The first SSD to appear in this group is in many ways the most intriguing. Designing a good SSD is a tricky task, with plenty of the clever work going into the controller chip and its firmware. Many brands take the quicker and easier route by buying in that controller knowledge, which explains the recent prevalence of SandForce controllers, sold as a turnkey solution, firmware and all, to SSD makers unable or unwilling to do the work themselves. For the Neutron GTX though, Corsair turned to new brand Link_A_Media (yes, that is the company’s name) and its LAMD LM87800 controller. See all Storage reviews.
Two models of Neutron are available, standard and GTX, the difference lying in the choice of NAND flash. The GTX uses the latest toggle NAND flash, combined with 256 MB DDR2 memory cache. Firmware can only be upgraded in Windows, and Corsair provides a reassuring 5-year warranty. See Group test: what's the best SSD (solid-state drive)?
Corsair lists 85k write IOPS for the Neutron GTX, a good figure when you realise that many SSDs struggle to hit that with their read operations, which are typically faster in solid-stateland. In our tests we got close to that figure with 77k IOPS recorded by AS SSD using 64 threads. The CrystalDiskMark (CDM) test gave 87.8k in 4kB random write IOPS and 92.8k for reads with its 32 queue depth.

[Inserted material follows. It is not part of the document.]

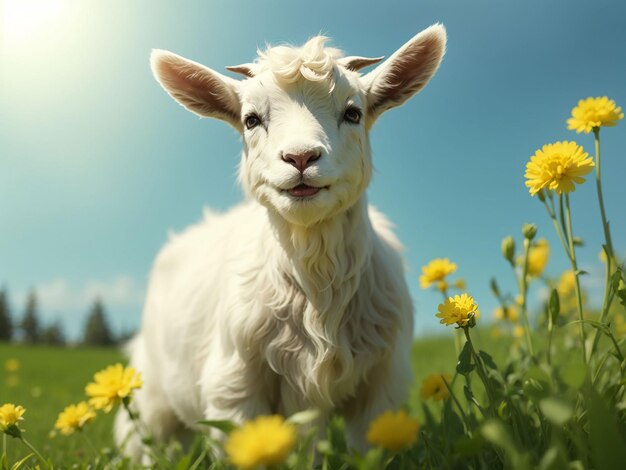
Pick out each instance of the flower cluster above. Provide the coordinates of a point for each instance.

Sequential read/write performance as measured by CDM was a little lower than is now typical for SATA 6 Gb/s solid-state tech, at 431 and 467 MB/s. These write-centric figures were effectively mirrored when using random rather than compressible (0x00) data, showing that the LAMD controller does not rely on compression tricks to enhance measured performance.
Best drag-race results, as ever, were found in the ATTO benchmark, which reported peak read and write speeds of 557 and 511 MB/s.